O Fundo Monetário Internacional (FMI) e a Argentina selaram um acordo para a liberação de US$ 1 bilhão em novos fundos. Este montante integra um programa maior, de US$ 20 bilhões, destinado a apoiar a recuperação econômica argentina.
O acordo, com validade de quatro anos, sucede um empréstimo anterior de US$ 44 bilhões. O objetivo é fornecer suporte ao governo do presidente Javier Milei, possibilitando a reestruturação das Finanças Públicas e a suspensão de restrições ao uso de dólares, conhecidas como controle cambial.
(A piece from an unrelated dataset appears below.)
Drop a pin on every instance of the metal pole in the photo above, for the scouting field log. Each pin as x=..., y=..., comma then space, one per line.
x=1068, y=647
Este representa o 23º acordo entre a Argentina e o FMI, refletindo os desafios contínuos do país em gerenciar sua economia e prevenir crises. Conforme o próprio FMI, as políticas implementadas pelo governo ganharam impulso recentemente, com Milei obtendo maior respaldo político para promover reformas e avançar no controle da inflação e da taxa de Câmbio.
Esses progressos têm auxiliado na recomposição das reservas internacionais argentinas, essenciais para o pagamento de dívidas e a estabilidade macroeconômica. O Banco Central argentino tem adquirido dólares para fortalecer suas reservas, acumulando mais de US$ 5,5 bilhões em compras em 2026. Ainda assim, o volume total de reservas permanece em patamar considerado baixo.
O novo desembolso do FMI ocorre em um cenário de auxílio internacional, com a Argentina recebendo aproximadamente US$ 42 bilhões de organizações multilaterais. O governo também flexibilizou a gestão do dólar, permitindo que a moeda americana flutue dentro de uma banda de valores, o que facilita transações de importação e exportação.
Inflação na Argentina acelera para 3,4% em março
A inflação na Argentina atingiu 3,4% em março, superior aos 2,9% de fevereiro, marcando o maior avanço mensal em um ano. No acumulado dos últimos 12 meses, o índice registrou uma leve desaceleração, ficando em 32,6%. Os setores com os maiores aumentos de preços foram educação, transporte, serviços essenciais como energia e Habitação, além de alimentos.
Após uma desaceleração observada em 2024, a inflação voltou a apresentar resistência em 2025, mantendo-se entre 2% e 3% ao mês e exibindo uma tendência de alta gradual. O controle inflacionário figura entre as prioridades do governo, que visa mantê-lo abaixo de 2% mensais para prosseguir com a liberalização do mercado de câmbio e solidificar a recuperação econômica.